Don non riesce nemmeno a farsi sfuggire il respiro, e quando Xandre s’allarma e comincia a rassicurarlo – “È solo ferito, Don, stai tranquillo, Dio ti prego credimi, sta bene, puoi vederlo coi tuoi occhi, è solo ferito!” – non vuole neppure crederci. Scappa via – lui sì che sa correre sulla sabbia, lui lo sa che devi spaccarti le gambe disegnando le falcate più ampie che puoi, e in fretta, appoggiando la punta dello stivale e subito spiccando il passo successivo, perché sennò col cavolo che riesci a non sprofondare.
Scappa via, ed è in mezzo al deserto ma gli sembra di essere già al funerale di Aidan.


caos » Comincia a cercarlo tra i morti, non per masochismo o chissà che ma semplicemente perché è in quelli che incappa subito, e forse è un segno del destino, forse no; Aidan non c’è, Aidan non è morto – “Te l’avevo detto,” borbotta uno Xandre immaginario, ma neppure a lui Don dà retta.

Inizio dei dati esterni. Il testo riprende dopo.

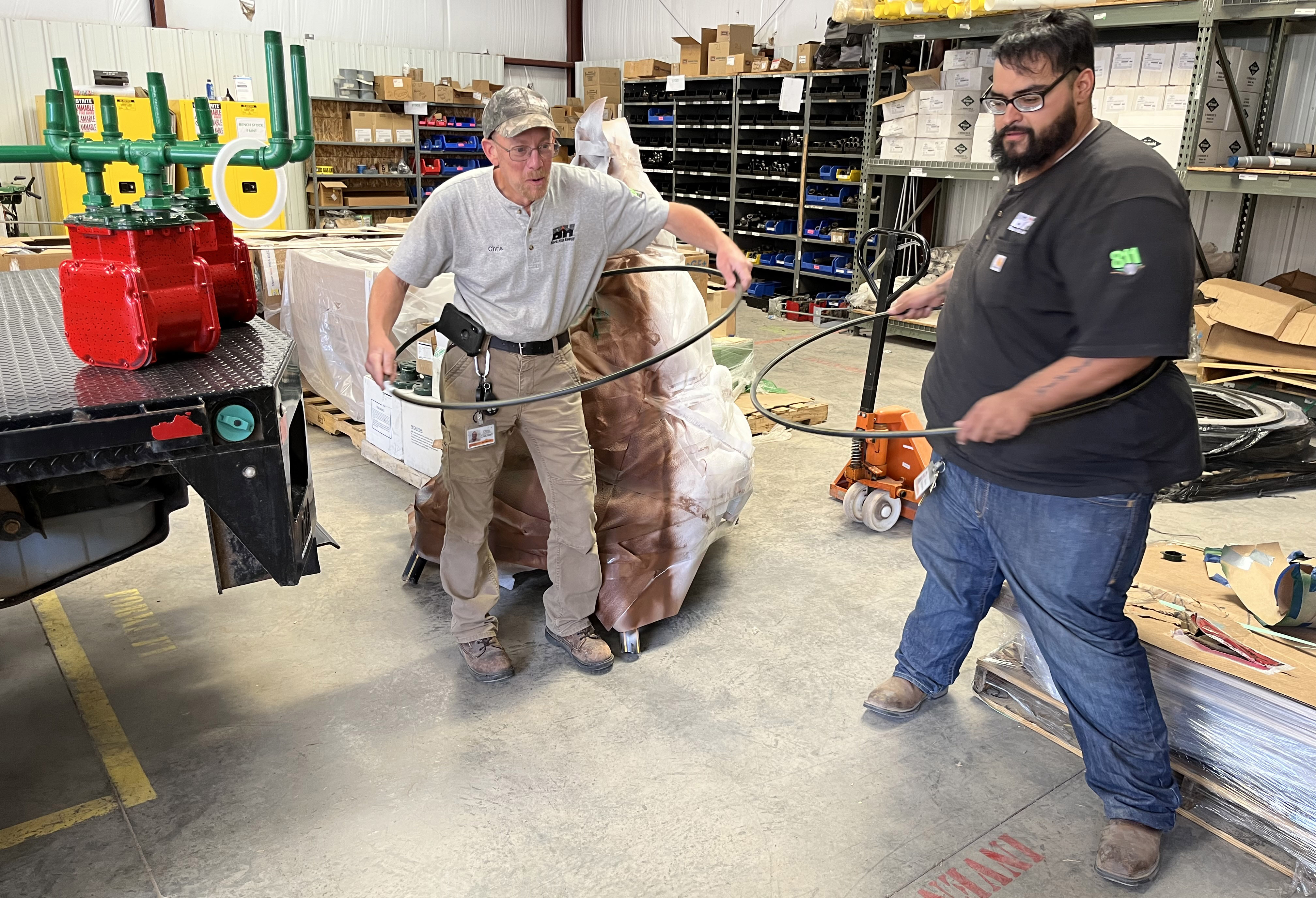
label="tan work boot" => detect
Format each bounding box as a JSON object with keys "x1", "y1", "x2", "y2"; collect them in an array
[
  {"x1": 1096, "y1": 820, "x2": 1161, "y2": 886},
  {"x1": 457, "y1": 635, "x2": 515, "y2": 682},
  {"x1": 543, "y1": 623, "x2": 612, "y2": 673},
  {"x1": 863, "y1": 677, "x2": 928, "y2": 718}
]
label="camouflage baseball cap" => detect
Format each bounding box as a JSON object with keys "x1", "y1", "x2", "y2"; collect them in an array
[{"x1": 484, "y1": 85, "x2": 558, "y2": 138}]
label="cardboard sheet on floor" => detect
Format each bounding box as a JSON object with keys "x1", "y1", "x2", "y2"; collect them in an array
[
  {"x1": 415, "y1": 100, "x2": 754, "y2": 630},
  {"x1": 1124, "y1": 543, "x2": 1316, "y2": 707}
]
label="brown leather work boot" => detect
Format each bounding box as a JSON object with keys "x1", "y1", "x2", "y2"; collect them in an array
[
  {"x1": 863, "y1": 677, "x2": 928, "y2": 718},
  {"x1": 1096, "y1": 820, "x2": 1161, "y2": 888},
  {"x1": 457, "y1": 635, "x2": 515, "y2": 682},
  {"x1": 543, "y1": 623, "x2": 612, "y2": 673}
]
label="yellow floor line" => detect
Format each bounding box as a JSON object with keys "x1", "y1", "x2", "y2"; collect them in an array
[
  {"x1": 0, "y1": 796, "x2": 118, "y2": 851},
  {"x1": 32, "y1": 593, "x2": 155, "y2": 807}
]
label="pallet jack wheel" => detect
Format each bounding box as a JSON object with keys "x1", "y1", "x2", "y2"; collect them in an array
[
  {"x1": 841, "y1": 484, "x2": 871, "y2": 523},
  {"x1": 863, "y1": 490, "x2": 900, "y2": 533}
]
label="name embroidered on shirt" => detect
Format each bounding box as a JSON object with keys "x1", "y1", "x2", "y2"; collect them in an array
[{"x1": 1005, "y1": 212, "x2": 1037, "y2": 234}]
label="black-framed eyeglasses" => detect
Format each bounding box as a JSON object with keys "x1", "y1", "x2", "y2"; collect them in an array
[
  {"x1": 982, "y1": 66, "x2": 1079, "y2": 116},
  {"x1": 490, "y1": 137, "x2": 558, "y2": 162}
]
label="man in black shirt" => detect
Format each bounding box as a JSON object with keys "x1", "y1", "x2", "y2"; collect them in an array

Corre alla necropoli della Croce Rossa, e l’odore di ammoniaca gli fa girare la testa di trecentosessanta gradi; Aidan non c’è tra i moribondi, Aidan non c’è tra gli ammattiti, Aidan non c’è tra i mutilati, Aidan è lì col petto pieno di sangue ma le viscere tutte al loro posto, la faccia integra, un polso fasciato ma tutto il resto ancora intatto, esattamente com’era quando ha avuto la stramaledetta idea che fucili e sangue potessero essere più interessanti dell’economia.
“Vaffanculo,” sbotta Don, e il sorrisino stronzo di Aidan gli risucchia anche l’energia necessaria a stare in piedi – Don crolla accanto alla sua branda, sbattendo le braccia sull’intelaiatura del materasso e nascondendoci contro la faccia. “Vaffanculo.”
Sta piangendo, ma è un segreto tra lui e il sangue che incrosta la sabbia sotto le sue ginocchia, e Aidan è piuttosto contento che rimanga tale.

ordine »
Comincia sempre con l’indifferenza pigra di Don e Aidan che fa il suo dovere senza pensare a nient’altro, e finisce sempre con la timidezza di Aidan e Don che gli piange addosso in silenzio: ha un suo senso, questo modo di procedere, dà un po’ d’ordine all’universo.
Aidan potrebbe adesso dire qualcosa di carino, qualcosa di dolce per consolare Don, ma Don scapperebbe; e dal canto suo Don potrebbe anche svegliarsi un attimo prima che Aidan parta per l’ennesima corsa suicida nel deserto, e chiedergli di fare attenzione, ma a quel punto dov’è che potrebbe andare, Wheel?
Perciò va bene cominciare sempre allo stesso modo e finirla sempre uguale, come il prevedibile procedere di una sigaretta dal pacchetto al terreno, di una vita, dalla culla alla tomba.